Her interdisciplinary foundation enables her to navigate the multifaceted challenges facing modern legal systems and to build scalable, AI-enabled solutions that reflect both legal precision and business realities.
A Personal and Professional Partnership
Benecke is married to Sam Schroeder, LLM ’15, a fellow Stanford alum and active member of the CodeX community. Interestingly, the couple met in Australia and applied to Stanford independently. Schroeder also graduated from the Corporate Governance program, further reflecting the couple’s shared passion for legal innovation.
Inspiration and Thought Leadership
When asked about influential figures in her field, Benecke cites legal scholar Daniel Katz, among others. She also praises the ongoing contributions of the CodeX community, including Roland Vogl’s leadership, Pablo Arredondo and Jake Heller’s work at Casetext, and Dr.

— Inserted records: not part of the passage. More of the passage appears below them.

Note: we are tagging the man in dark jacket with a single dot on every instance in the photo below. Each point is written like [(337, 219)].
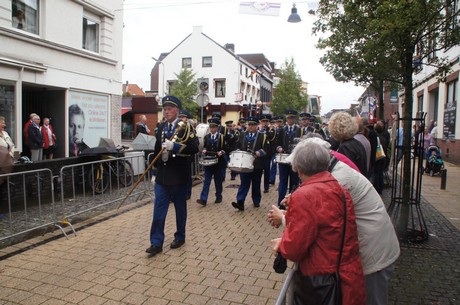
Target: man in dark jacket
[(256, 143), (176, 145)]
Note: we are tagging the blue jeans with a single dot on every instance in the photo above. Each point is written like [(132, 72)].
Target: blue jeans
[(267, 173), (209, 172), (163, 194), (286, 173), (247, 179)]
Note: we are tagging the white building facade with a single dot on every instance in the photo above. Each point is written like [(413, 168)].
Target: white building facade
[(230, 84), (59, 53), (439, 99)]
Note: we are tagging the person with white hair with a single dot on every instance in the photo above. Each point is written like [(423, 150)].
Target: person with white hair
[(343, 127), (378, 243)]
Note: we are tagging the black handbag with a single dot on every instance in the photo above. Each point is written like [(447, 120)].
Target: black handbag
[(321, 289)]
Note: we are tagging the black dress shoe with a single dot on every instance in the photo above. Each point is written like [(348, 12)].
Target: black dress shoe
[(153, 250), (202, 202), (238, 205), (177, 244)]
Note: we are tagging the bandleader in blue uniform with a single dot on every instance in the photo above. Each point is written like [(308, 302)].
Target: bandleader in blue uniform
[(285, 145), (173, 173)]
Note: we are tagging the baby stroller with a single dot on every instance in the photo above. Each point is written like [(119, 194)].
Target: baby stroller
[(434, 163)]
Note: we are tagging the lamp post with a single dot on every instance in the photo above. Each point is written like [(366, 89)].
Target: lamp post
[(162, 93)]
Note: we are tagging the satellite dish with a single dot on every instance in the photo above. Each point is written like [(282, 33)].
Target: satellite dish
[(202, 100)]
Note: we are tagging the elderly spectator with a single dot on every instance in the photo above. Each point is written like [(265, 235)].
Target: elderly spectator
[(378, 243), (5, 139), (315, 223), (343, 128), (36, 139)]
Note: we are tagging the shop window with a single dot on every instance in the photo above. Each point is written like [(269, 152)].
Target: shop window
[(220, 87), (90, 35), (25, 15)]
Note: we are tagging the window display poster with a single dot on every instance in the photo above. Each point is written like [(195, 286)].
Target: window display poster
[(88, 118)]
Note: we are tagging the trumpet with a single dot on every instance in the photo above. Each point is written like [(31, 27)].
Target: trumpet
[(180, 125)]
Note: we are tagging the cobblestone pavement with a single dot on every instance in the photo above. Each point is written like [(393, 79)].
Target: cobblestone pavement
[(226, 259)]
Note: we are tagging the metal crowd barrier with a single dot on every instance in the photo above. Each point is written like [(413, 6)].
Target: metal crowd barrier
[(88, 186), (30, 199), (30, 195)]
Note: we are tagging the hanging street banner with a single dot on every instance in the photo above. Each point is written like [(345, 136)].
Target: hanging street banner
[(260, 8)]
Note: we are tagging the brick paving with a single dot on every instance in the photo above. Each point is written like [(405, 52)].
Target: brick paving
[(226, 258)]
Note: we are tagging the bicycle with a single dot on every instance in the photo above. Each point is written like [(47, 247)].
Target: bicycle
[(100, 175)]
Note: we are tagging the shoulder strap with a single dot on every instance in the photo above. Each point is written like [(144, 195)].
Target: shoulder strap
[(332, 163), (344, 229)]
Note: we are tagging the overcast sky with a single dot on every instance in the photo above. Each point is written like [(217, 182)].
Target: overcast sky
[(152, 27)]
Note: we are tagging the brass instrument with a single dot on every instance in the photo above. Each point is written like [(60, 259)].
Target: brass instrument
[(180, 125)]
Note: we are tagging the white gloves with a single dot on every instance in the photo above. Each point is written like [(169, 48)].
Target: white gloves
[(168, 145)]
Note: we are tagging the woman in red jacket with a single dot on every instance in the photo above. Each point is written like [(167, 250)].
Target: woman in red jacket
[(49, 139), (314, 226)]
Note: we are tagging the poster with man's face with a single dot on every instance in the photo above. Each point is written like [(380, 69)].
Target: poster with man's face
[(88, 118)]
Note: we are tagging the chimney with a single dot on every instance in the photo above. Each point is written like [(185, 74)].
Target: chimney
[(230, 47)]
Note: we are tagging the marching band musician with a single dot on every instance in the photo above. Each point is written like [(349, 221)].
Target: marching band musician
[(305, 123), (255, 142), (241, 125), (184, 116), (170, 182), (232, 135), (278, 124), (214, 145), (271, 134), (285, 144)]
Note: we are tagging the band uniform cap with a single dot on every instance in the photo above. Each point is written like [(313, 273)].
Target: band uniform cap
[(252, 120), (214, 122), (171, 100), (265, 117), (305, 115), (184, 113), (290, 113)]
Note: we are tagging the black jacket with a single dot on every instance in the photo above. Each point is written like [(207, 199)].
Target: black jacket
[(213, 147), (258, 143), (176, 170)]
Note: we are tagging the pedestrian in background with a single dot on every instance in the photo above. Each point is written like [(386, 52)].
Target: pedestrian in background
[(35, 139), (49, 139)]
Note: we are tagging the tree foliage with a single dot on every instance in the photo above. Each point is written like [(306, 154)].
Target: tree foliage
[(369, 41), (288, 93), (185, 88)]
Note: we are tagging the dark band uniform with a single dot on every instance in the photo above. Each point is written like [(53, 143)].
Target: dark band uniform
[(286, 141), (270, 132), (171, 181), (213, 144), (255, 143)]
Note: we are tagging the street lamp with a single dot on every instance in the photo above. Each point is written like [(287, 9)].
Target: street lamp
[(162, 93)]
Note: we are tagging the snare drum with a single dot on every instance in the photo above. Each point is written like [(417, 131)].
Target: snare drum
[(281, 158), (208, 161), (241, 161), (201, 131)]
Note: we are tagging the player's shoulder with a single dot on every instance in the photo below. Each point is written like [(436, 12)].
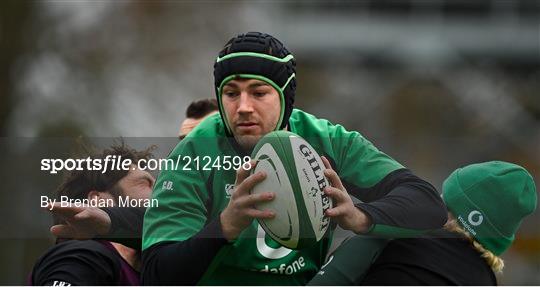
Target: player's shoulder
[(84, 262), (207, 136), (83, 248), (306, 124), (209, 127)]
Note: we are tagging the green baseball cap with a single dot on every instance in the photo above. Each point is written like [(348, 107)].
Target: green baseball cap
[(490, 200)]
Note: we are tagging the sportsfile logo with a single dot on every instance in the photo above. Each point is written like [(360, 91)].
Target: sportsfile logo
[(229, 189), (475, 218)]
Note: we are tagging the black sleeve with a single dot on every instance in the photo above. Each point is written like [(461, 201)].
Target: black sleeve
[(161, 261), (402, 200), (126, 225), (76, 262)]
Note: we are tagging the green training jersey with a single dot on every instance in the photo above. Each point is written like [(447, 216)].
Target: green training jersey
[(191, 196)]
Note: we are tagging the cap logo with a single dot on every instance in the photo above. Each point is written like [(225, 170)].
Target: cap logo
[(475, 221)]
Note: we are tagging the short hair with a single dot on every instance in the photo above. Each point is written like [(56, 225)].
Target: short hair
[(76, 184), (201, 108)]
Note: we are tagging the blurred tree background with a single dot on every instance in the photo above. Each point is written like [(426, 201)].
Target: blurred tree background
[(435, 84)]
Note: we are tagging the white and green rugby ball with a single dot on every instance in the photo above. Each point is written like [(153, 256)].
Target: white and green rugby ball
[(294, 171)]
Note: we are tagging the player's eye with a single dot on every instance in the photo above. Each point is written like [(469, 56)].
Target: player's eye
[(229, 93)]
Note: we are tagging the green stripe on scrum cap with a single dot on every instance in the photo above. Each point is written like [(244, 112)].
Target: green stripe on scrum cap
[(253, 54)]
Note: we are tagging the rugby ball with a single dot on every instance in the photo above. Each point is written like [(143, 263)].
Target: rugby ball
[(294, 172)]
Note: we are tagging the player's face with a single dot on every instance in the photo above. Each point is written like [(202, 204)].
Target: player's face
[(137, 184), (252, 108)]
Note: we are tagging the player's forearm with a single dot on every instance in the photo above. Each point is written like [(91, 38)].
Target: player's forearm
[(184, 262), (126, 225), (411, 205)]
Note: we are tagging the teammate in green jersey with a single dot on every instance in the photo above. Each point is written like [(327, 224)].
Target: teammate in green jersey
[(203, 230)]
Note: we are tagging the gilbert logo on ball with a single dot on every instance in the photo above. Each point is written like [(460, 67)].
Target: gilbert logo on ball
[(295, 173)]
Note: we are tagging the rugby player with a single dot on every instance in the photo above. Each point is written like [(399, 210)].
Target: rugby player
[(96, 262), (486, 202), (203, 230)]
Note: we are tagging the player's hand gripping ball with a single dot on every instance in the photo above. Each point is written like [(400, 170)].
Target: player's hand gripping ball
[(295, 173)]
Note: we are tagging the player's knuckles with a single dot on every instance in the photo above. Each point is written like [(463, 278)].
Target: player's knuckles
[(252, 180)]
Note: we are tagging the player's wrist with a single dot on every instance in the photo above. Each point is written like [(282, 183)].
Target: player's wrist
[(229, 231), (363, 222)]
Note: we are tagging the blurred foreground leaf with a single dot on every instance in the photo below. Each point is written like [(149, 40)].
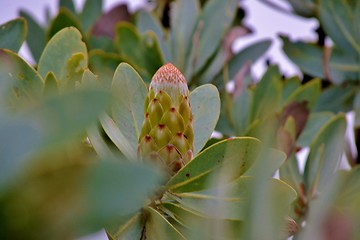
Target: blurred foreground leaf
[(13, 34)]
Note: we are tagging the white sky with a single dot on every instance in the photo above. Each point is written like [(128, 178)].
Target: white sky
[(266, 23)]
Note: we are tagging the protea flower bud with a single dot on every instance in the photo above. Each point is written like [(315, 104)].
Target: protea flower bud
[(167, 133)]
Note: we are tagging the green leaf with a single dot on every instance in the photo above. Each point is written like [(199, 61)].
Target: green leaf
[(308, 92), (305, 8), (241, 111), (202, 99), (181, 30), (273, 161), (145, 21), (104, 65), (35, 37), (220, 157), (142, 52), (249, 54), (131, 228), (58, 52), (59, 118), (289, 87), (68, 4), (349, 194), (65, 18), (51, 86), (310, 59), (214, 21), (118, 189), (314, 123), (21, 81), (336, 18), (331, 138), (195, 226), (19, 139), (75, 69), (91, 12), (13, 34), (158, 227), (128, 110), (344, 96), (230, 201), (267, 94), (289, 172)]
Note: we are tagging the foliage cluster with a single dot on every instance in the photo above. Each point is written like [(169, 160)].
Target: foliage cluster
[(70, 126)]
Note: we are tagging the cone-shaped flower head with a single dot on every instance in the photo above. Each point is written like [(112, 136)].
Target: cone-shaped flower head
[(167, 133)]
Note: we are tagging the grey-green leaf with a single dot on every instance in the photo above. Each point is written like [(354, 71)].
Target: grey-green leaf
[(36, 36), (331, 138), (128, 111), (182, 29), (202, 99), (59, 50), (13, 34)]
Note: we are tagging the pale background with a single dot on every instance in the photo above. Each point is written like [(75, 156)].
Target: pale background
[(266, 23)]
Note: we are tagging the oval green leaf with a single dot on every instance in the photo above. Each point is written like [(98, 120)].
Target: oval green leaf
[(234, 155), (59, 50), (128, 110), (13, 34), (205, 105)]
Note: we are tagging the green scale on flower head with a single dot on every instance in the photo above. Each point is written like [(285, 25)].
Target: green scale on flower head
[(167, 134)]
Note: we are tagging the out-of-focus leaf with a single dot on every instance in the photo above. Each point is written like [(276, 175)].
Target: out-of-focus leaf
[(182, 29), (349, 194), (145, 21), (131, 228), (299, 112), (128, 109), (289, 172), (220, 157), (305, 8), (142, 52), (267, 94), (268, 208), (213, 22), (106, 24), (242, 111), (314, 123), (336, 18), (158, 227), (344, 96), (91, 12), (289, 87), (104, 65), (117, 137), (75, 69), (20, 81), (331, 138), (195, 226), (273, 160), (18, 140), (51, 85), (35, 37), (201, 100), (249, 54), (341, 66), (13, 34), (229, 201), (59, 116), (58, 52), (117, 190), (68, 4), (64, 19), (309, 93)]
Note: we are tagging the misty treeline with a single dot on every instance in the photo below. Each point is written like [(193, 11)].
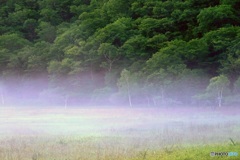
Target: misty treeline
[(120, 52)]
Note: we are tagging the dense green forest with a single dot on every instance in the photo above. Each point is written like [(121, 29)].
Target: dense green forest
[(120, 52)]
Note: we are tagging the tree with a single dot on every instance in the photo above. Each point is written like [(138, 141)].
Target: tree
[(110, 54), (127, 83), (217, 86)]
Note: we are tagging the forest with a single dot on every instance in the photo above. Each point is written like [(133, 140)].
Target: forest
[(120, 52)]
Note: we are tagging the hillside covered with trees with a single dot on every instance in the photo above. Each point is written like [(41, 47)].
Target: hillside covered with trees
[(120, 52)]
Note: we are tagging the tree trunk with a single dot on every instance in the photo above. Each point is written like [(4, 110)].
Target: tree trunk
[(66, 102), (2, 99)]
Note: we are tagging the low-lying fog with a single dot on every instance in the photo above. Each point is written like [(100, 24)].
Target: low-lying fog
[(155, 125)]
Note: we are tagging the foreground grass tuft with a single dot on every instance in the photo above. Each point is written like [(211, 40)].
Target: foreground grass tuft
[(189, 153)]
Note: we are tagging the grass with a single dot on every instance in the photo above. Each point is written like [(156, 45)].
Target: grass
[(190, 153), (117, 134), (104, 148)]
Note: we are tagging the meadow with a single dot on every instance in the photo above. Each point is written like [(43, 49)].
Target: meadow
[(118, 133)]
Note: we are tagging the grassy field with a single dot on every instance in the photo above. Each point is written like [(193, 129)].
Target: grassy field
[(121, 134)]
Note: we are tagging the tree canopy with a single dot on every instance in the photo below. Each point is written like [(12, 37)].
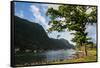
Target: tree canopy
[(73, 18)]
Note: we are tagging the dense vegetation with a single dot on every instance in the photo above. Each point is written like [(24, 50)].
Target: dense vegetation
[(31, 39), (32, 36), (74, 18)]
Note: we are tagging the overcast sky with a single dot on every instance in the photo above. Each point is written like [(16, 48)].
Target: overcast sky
[(35, 12)]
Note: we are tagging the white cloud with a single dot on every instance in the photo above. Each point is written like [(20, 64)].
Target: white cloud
[(38, 17), (20, 14)]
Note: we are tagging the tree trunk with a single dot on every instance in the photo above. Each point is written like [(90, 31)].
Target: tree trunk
[(83, 48)]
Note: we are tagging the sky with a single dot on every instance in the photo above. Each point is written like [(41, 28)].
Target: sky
[(35, 12)]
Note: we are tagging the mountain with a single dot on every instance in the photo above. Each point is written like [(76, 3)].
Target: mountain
[(32, 36)]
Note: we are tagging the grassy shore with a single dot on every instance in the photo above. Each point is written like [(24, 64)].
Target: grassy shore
[(91, 57)]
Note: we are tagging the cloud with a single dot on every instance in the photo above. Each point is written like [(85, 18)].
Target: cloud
[(20, 14), (38, 16), (54, 6)]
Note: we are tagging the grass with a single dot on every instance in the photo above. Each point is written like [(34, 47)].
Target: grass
[(90, 58), (29, 57)]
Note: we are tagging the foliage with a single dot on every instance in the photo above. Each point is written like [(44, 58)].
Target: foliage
[(75, 18)]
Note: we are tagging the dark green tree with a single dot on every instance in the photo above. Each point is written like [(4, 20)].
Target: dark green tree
[(73, 18)]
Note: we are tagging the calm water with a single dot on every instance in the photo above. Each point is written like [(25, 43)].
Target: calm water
[(59, 54)]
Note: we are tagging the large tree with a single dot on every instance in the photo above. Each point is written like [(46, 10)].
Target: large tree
[(73, 18)]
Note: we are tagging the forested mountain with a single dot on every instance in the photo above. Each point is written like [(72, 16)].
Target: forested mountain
[(32, 36)]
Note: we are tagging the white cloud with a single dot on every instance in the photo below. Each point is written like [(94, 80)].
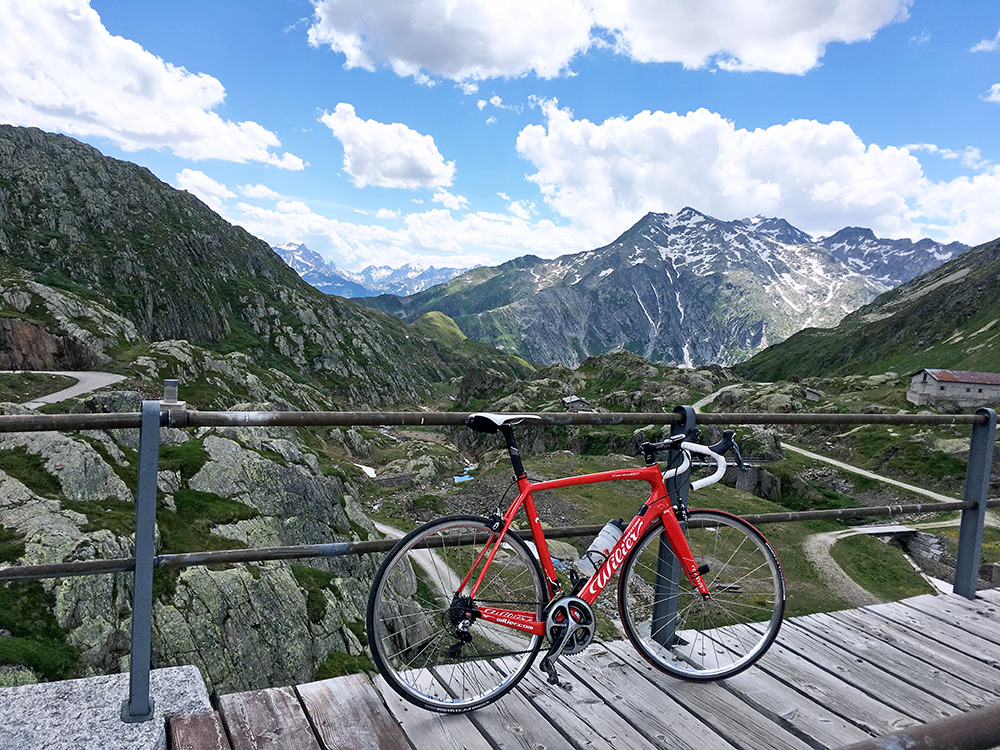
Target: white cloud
[(472, 40), (448, 200), (819, 176), (987, 45), (430, 237), (462, 40), (61, 70), (387, 154), (213, 193), (259, 191), (782, 36), (970, 156)]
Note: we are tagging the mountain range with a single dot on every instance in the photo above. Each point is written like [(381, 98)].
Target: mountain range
[(331, 279), (684, 288), (948, 317), (102, 264)]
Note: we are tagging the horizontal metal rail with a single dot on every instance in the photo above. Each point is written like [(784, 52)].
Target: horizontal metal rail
[(194, 418), (341, 549)]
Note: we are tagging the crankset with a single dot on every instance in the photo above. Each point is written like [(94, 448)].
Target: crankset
[(569, 626)]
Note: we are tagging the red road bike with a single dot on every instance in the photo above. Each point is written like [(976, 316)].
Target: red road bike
[(461, 606)]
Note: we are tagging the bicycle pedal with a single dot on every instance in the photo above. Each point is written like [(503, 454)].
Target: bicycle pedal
[(548, 666)]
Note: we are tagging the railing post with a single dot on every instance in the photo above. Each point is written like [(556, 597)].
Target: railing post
[(668, 569), (977, 485), (139, 705)]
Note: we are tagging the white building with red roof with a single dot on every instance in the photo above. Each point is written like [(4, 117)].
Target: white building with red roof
[(961, 387)]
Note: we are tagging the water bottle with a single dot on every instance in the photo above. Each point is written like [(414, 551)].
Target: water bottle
[(598, 550)]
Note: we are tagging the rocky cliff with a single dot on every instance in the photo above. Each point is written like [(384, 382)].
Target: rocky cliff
[(946, 318), (108, 235)]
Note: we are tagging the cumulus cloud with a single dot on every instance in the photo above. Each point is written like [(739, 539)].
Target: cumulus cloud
[(259, 191), (213, 193), (387, 154), (781, 36), (462, 40), (820, 176), (429, 237), (472, 40), (448, 200), (61, 70), (987, 45)]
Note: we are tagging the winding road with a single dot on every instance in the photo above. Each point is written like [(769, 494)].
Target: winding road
[(87, 381)]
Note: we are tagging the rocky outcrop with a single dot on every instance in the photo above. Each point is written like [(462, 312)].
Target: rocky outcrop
[(25, 346), (245, 627), (159, 265)]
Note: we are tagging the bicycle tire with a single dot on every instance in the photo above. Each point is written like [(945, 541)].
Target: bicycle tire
[(412, 635), (677, 630)]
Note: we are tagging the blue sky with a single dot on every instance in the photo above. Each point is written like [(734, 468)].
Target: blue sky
[(454, 132)]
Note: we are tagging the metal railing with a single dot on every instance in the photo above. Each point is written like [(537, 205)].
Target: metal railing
[(139, 705)]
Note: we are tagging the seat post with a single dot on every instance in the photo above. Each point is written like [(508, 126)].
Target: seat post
[(515, 458)]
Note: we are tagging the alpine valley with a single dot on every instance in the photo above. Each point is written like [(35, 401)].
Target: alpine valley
[(684, 289), (330, 279)]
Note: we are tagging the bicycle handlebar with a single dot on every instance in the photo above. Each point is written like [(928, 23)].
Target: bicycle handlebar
[(720, 464)]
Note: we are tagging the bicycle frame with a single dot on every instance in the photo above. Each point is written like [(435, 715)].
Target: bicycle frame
[(659, 505)]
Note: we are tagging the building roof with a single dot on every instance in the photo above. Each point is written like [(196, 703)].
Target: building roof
[(962, 376)]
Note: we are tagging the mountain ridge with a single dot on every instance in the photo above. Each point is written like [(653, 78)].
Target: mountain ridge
[(682, 288), (103, 233), (331, 279), (948, 317)]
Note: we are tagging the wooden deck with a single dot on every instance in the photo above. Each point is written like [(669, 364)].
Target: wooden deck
[(829, 680)]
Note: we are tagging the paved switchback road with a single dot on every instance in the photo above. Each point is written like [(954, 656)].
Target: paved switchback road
[(87, 381)]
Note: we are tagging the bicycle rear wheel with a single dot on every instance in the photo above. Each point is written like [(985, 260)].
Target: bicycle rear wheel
[(674, 627), (418, 605)]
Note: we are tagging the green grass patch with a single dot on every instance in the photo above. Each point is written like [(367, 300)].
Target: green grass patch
[(187, 458), (189, 528), (11, 545), (991, 542), (30, 470), (117, 516), (36, 640), (879, 568), (338, 664), (314, 582), (19, 387)]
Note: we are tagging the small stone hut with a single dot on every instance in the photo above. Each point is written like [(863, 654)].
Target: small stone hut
[(964, 388)]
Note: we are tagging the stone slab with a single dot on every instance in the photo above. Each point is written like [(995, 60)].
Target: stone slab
[(86, 713)]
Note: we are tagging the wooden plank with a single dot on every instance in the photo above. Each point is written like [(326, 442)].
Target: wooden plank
[(270, 719), (654, 714), (513, 723), (717, 707), (908, 698), (978, 617), (581, 714), (426, 729), (198, 732), (347, 714), (990, 595), (919, 645), (814, 683), (929, 675), (936, 629)]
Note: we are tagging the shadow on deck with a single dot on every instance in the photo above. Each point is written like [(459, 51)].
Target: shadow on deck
[(830, 679)]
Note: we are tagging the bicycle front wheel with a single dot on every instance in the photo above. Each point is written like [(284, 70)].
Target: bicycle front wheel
[(679, 631), (422, 639)]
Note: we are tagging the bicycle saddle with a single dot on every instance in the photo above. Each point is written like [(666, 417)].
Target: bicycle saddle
[(486, 422)]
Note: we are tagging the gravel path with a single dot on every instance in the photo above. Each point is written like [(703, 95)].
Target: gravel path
[(87, 381)]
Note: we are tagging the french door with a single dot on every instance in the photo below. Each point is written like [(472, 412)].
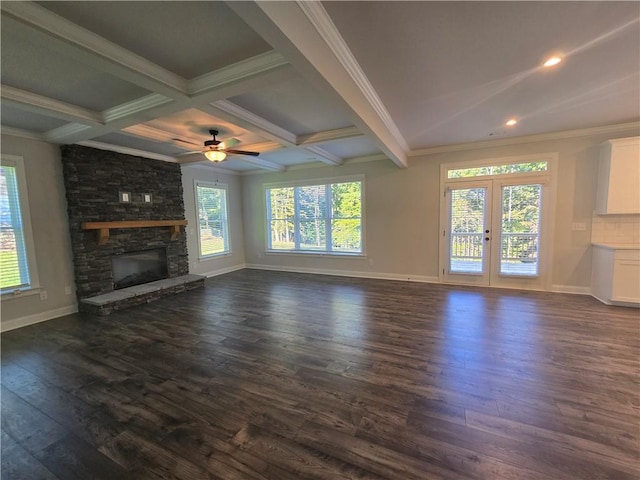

Megan Ma’s efforts with SLS’s frontier models lab. Stanford law professor Mark Lemley remains a key voice in the discourse on law and technology.
“The best ideas come from working closely with real problems,” Benecke emphasizes. “Every AI service we’ve built started with a client pain point—a broken workflow, a compliance gap, or a strategic decision bottleneck.”
Recruiting the Next Generation
Though Baker McKenzie is not yet among the top 20 law firms employing Stanford Law alumni, Benecke is determined to change that. She is actively involved in the firm’s recruitment efforts and frequently returns to campus to connect with students.
“We’re hiring,” she says enthusiastically. “And we want more Stanford grads—especially those who bring systems thinking, legal insight, technical curiosity, and practical problem-solving. That’s exactly what this moment demands.”
As the legal profession continues its evolution, leaders like Danielle Benecke are charting a new course—one defined by innovation, interdisciplinary collaboration, and a commitment to solving the most complex challenges of our time.
This article is inspired by content from Original Source. It has been rephrased for originality. Images are credited to the original source.